Given that there are two ways scaling a service – up or out – does that mean that any service whose hardware can be up-scaled is “scalable”? If you want to split hairs, then sure, to a point. But how scalable is it? Vertical scaling is inherently limited by the size of available computing resources, so in actuality a service that can only be scaled up isn’t very scalable at all. If you want to be able to scale by ten times, or a hundred, or a thousand, your service really has to be horizontally scalable.

So what’s the difference between a service that’s horizontally scalable and one that’s not? It all boils down to one thing: state. A service that doesn’t maintain any application state – or which has been very carefully designed to distribute its state between service replicas – will be relatively straight-forward to scale out. For any other application, it will be hard. It’s that simple.

The concept of scalability will be discussed in much more depth in Chapter 7.

Loose coupling

Loose coupling is a system property and design strategy in which a system’s components have minimal knowledge of any other components. Two systems can be said to be loosely coupled when changes to one component generally don’t require changes to the other.

For example, web servers and web browsers can be considered to be loosely coupled: servers can be updated or even completely replaced without affecting our browsers at all. In their case, this is possible because standard web servers have agreed that they would communicate using a set of standard protocols7. In other words, they provide a service contract. Imagine the chaos if all the world’s web browsers had to be updated each time Nginx or Httpd had a new version8!

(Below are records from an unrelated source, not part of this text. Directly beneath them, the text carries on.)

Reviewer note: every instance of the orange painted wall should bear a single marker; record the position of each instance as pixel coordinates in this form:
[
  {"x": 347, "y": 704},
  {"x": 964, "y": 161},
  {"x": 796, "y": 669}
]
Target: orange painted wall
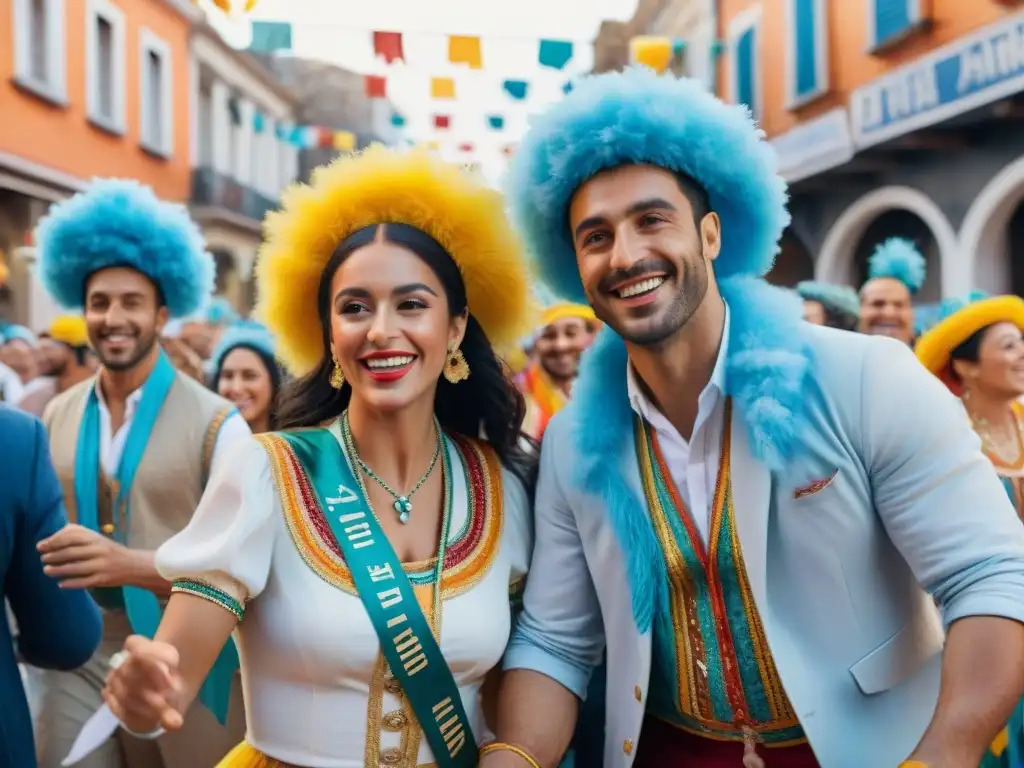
[
  {"x": 64, "y": 139},
  {"x": 850, "y": 66}
]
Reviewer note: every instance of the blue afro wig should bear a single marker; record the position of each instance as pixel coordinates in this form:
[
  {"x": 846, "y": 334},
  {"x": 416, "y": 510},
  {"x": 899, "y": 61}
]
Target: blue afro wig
[
  {"x": 639, "y": 118},
  {"x": 244, "y": 334},
  {"x": 899, "y": 259},
  {"x": 840, "y": 299},
  {"x": 120, "y": 222}
]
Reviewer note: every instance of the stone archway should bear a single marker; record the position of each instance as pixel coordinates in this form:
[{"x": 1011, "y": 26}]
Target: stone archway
[
  {"x": 991, "y": 237},
  {"x": 794, "y": 262},
  {"x": 838, "y": 259}
]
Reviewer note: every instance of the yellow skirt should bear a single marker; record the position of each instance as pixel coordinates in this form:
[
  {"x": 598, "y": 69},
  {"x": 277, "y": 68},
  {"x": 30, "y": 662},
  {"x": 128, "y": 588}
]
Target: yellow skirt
[{"x": 247, "y": 756}]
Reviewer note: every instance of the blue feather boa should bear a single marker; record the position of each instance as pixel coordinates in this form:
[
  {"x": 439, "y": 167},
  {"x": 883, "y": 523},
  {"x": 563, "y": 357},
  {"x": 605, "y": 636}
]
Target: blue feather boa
[{"x": 769, "y": 360}]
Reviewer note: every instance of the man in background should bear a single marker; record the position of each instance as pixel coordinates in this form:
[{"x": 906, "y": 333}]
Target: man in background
[
  {"x": 896, "y": 271},
  {"x": 566, "y": 330},
  {"x": 64, "y": 359},
  {"x": 57, "y": 628}
]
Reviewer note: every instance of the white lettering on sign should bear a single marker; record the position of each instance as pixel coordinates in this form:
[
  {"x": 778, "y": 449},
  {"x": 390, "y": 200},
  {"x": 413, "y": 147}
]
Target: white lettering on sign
[{"x": 990, "y": 60}]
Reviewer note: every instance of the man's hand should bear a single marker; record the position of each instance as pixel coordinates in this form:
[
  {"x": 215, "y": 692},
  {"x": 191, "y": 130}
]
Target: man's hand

It could be said that “loose coupling” is just a restatement of the whole point of microservice architectures: to partition components so that changes in one don’t necessarily affect another. This might even be true. However, this principle is often neglected, and bears repeating. The benefits of loose coupling – and the consequences if it’s neglected – cannot be understated. It’s very easy to create a “worst of all worlds” system that pairs the management and complexity overhead of having multiple services with the dependencies and entanglements of a monolithic system: the dreaded distributed monolith.

Unfortunately, there’s no magic technology or protocol that can keep your services from being tightly coupled. Any data exchange format can be misused. There are, however, several that help, and – when applied with practices like declarative APIs and good versioning hygeine – can be used to create services that are both loosely-coupled and modifiable.

These technologies and practices will be discussed and demonstrated in detail in Chapter 8.

Resilience

Resilience (roughly synonymous with fault tolerance) is a measure of how well a system withstands and recovers from errors and faults. A system can be considered resilient if it can continue operating correctly – possibly at a reduced level – rather than failing completely when some part of the system fails.


Resilience Is Not Reliability

The terms reliability and resilience describe closely-related concepts, and are often confused. But, as we’ll discuss in Chapter 6, they aren’t quite the same thing.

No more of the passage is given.